This is exciting to one who remembers how flat "A Patriot
for Me" was on Broadway in 1969. Eyre and Bates seem to
have found what it wants to say, beyond the obvious things about
repression, and one is about to decide that there is more to
this play than once met the eye.
After intermission,
alas, it is all up for "A Patriot for Me." Once our
hero submits to his nature (for which he is instantly beaten
up by some thugs), the tension of the play evaporates. The rest
of the story chronicles Redl's decline, starting with a gloomy
drag ball and ending with a gunshot.
One thinks
of Dorian Gray, except that he enjoyed being decadent. Redl does
not -- the one thing about him that Osborne sems to admire. Bates
has an almost insuperable problem here: to make vivid a morose
man who becomes more and more a stranger to himself with every
fall from grace. He falls into two fine rages (at his first woman
and his latest young man) and that is the limit of his expressive
range.
Within
that range, Bates does some lovely, subtle things; but an unhappy
stoic does not give an actor very many notes to play, especially
in a house so unconducive to subtlety as the Ahmanson, which
has never seemed darker and colder. As his Redl dims out, so
does our interest in the play.
By this
time, too, some of Eyre's and designer Carl Toms' visual devices
are becoming familiar (the revolving stage, bringing on yet another
sidewalk cafe; the ghostly gray-and-white background screens;
the ominous whistling theme by Ilona Sekacz). Worse, the speeches
are sounding more and more like speeches, read with the proper
British starch (especially by Harry Andrews as a gruff general
and George Rose as a swish baron) but not necessarily adding
to our understanding of the characters.
Osborne
himself, seems to want to dismiss them as a tainted and pompous
lot, living under a code that would shrivel anybody's soul. At
the same time, he doesn't come out and attack them -- which might
have given the play some energy. Rather, he plays the objective
Brechtian clinician, letting the data speak for itself. We read
ahead, we agree that there is probably a connection between a
workshiop of the iron-man ethic and the world of the drag ball,
and we wish that the speaker would conclude.
"A
Patriot for Me" will never get a better production on these
shores. Indeed, it may not have had a better one in England.

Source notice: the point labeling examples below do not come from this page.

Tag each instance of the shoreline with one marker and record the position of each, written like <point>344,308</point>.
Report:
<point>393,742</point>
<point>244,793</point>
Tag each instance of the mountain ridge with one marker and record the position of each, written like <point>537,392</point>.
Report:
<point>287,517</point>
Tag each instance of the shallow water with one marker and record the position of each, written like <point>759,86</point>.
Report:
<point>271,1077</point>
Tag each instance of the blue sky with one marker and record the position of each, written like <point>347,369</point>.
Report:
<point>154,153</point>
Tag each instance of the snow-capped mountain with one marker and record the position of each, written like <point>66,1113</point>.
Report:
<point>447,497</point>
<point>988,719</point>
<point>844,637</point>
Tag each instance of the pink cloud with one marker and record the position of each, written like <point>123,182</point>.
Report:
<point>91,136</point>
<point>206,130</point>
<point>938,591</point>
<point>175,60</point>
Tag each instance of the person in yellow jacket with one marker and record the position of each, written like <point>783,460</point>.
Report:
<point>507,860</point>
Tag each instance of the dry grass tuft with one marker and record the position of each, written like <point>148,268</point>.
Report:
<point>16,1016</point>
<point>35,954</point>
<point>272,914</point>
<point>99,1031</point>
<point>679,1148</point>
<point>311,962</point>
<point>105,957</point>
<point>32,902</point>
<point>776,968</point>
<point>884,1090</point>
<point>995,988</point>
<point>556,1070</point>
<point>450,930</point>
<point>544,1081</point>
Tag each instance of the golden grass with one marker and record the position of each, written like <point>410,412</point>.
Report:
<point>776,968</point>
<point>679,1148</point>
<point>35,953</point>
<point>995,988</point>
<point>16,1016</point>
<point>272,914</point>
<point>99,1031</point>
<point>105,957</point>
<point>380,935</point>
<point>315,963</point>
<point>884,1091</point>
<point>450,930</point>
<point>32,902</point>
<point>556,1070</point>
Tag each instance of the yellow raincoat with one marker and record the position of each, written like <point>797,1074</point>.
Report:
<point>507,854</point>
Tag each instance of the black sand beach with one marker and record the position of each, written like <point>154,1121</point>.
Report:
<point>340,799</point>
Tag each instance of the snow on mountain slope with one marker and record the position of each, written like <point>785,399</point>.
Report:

The cast, partly drawn from the Chichester Festival production,
is enormous and convincing. We're drawn into the world of the
play, from its spies (George Murcell, June Ritchie -- who has
some honest feelings for the frozen Redl) to its nursemaids and
newsboys.
We meet
some particularly affecting victims of that world, starting with
David Yelland, waiting at dawn to begin a duel that he knows
will kill him -- not at all a cliche as he and Bates (and later
Nicolas Gecks) play the scene.
But as
Eyre's cast takes its final frozen bow on the revolving stage,
the image of figures in a waxworks exhibit is all too appropriate.
"A Patriot for Me" will be at the Ahmanson through
Nov. 25.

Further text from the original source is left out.